Saturday is the culmination of the 15-day Chinese New Year holiday this year, and major cities such as New York, San Francisco and Chicago will be holding public celebrations over the weekend to mark the occasion. The festival is based on the completion of the lunisolar calendar (based on observations of moon phases and the solar year), and is celebrated by many other Asian cultures, including in Korea, Vietnam, Mongolia and Bhutan. Differences in celebrations include the kinds of traditional food, dress, length of festivities, rites and greetings towards elders and family members.

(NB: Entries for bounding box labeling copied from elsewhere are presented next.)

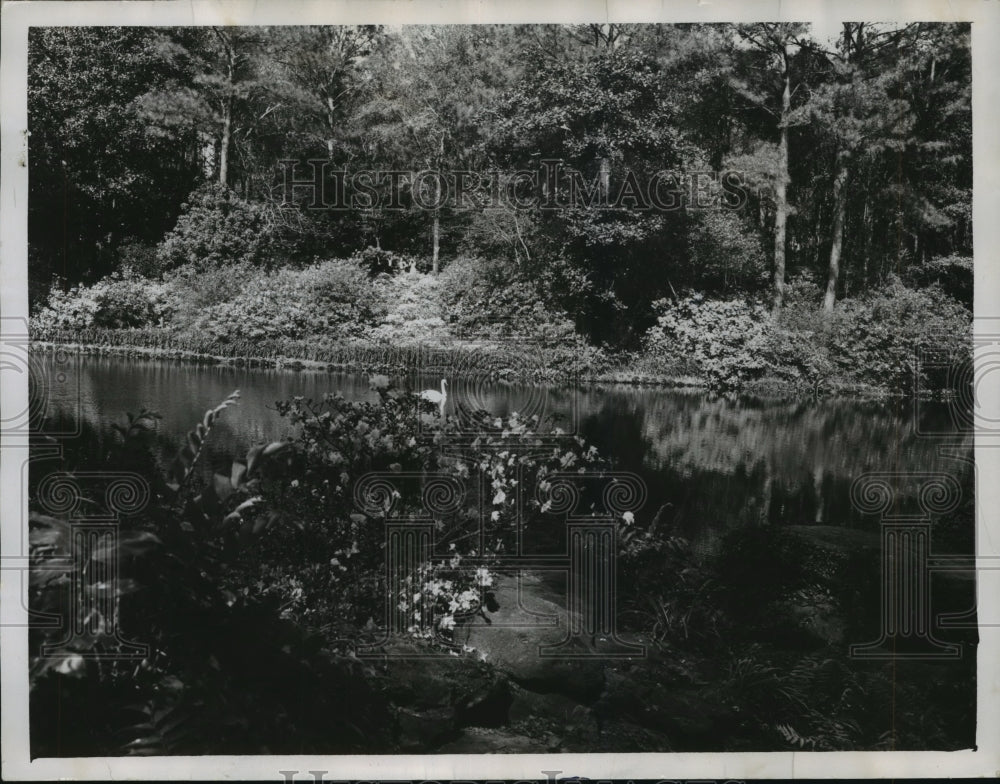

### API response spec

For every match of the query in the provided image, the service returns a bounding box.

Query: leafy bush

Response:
[248,386,601,641]
[645,276,971,392]
[441,257,576,342]
[195,260,385,341]
[156,183,274,269]
[30,395,391,756]
[351,246,431,276]
[827,278,972,392]
[32,270,173,334]
[646,294,774,389]
[904,254,975,310]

Rather than a fleeting thought of what I can do to better myself in the coming year, my family’s traditions are deeply steeped in mindfulness about how daily choices can have long-term impact. Some of the edicts I was instructed to follow to achieve that focus might seem silly, but they were effective when I was growing up. For instance, we weren’t supposed to clean the house or wash our hair during the first two days of the new year to avoid “sweeping away” the good luck that comes at that time. And tradition says the third day of the year is when it’s easy to get into arguments with other people, so you should avoid going out. It’s also customary to wear new clothes, new shoes, new pajamas and put fresh sheets on the bed on the first day of Chinese New Year.
And as fun as it can be to stay up drinking and partying until the wee hours of New Year’s Eve, Chinese New Year celebrations offer opportunities for deeper interactions and connection with loved ones. Across the days of the holiday, large meals with relatives and friends are held. It’s easy to get caught up In the rush of career and day-to-day life, so these gatherings are also great reminders of what’s really important.

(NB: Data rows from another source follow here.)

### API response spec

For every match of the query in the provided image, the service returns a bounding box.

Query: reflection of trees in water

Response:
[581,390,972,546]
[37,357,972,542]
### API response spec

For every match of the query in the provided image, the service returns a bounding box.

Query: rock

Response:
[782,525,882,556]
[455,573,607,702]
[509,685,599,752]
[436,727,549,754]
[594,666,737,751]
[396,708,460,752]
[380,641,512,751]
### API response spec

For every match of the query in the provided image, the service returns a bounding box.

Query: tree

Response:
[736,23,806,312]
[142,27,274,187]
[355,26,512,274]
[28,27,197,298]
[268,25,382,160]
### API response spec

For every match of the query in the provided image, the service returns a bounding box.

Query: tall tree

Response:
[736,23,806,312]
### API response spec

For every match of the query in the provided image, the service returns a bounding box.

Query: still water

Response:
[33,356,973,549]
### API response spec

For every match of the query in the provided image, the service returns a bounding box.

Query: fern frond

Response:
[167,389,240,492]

A new year is also a time to think about financial goals, spending habits, what money can help you accomplish in the short and long-term, as well as the importance of generosity towards others. There are several Chinese New Year traditions focused on addressing these topics.
For instance, married members of Chinese families should distribute lucky money to younger relatives. These brightly colored red-and-gold packets, known as “lai see” in Cantonese, are filled with crisp new bills — often ordered specially from the bank. My family also gives them to people they appreciate, such as their favorite staff at restaurants and other service workers.
The red envelopes are to be accepted with both hands (one hand is considered a sign of disrespect). But in order to receive them and the good luck they bring, I have to memorize and recite customary phrases of hopes for the new year to say to the giver, including auspicious wishes about good health, academic performance and prosperity. For extra good luck, my mother gives my younger sister and me an additional red packet with a five-dollar bill for placing in our beds underneath our pillows. I only recently learned the folk tale that inspired this tradition was centered around a kind of small demon, and came with the belief that the money helped ward off evil spirits and protected the recipient from illness and death.
When my mom was young, she used her lucky money to also buy simple indulgences like Kit Kat bars and movies, activities she was otherwise not able to afford. “The movie theaters would be packed,” my mom recounted. Learning about this reminded me that happiness doesn’t always require a lot of money, even if my Instagram feed constantly feels like it’s filled with photos of people on opulent vacations.
The small financial gestures inspire a sense of optimism about the year ahead and permission to dream of better things during a season when the weather can be tough.
For me, the small financial gestures inspire a sense of optimism about the year ahead and permission to dream of better things during a season when the weather can be tough. Even if you don’t partake in the tradition of giving and receiving “lai-see,” you can be similarly generous through donations to charities and your efforts to help others.
Correspondingly, the simple dishes of Chinese New Year can help remind me of the benefits of eating more modestly after the large meals, parties and platters of desserts on offer during the winter holidays. Traditional treat boxes and Chinese staple dishes like steamed lettuce and shiitake mushrooms taught me New Year celebrations don’t have to be lavish to be festive.
I will carry these lessons with me into the coming months, grateful that my second New Year’s encourages me to be optimistic for the future, to make the effort to see my friends and relatives and to be grateful for my family, my health and my life.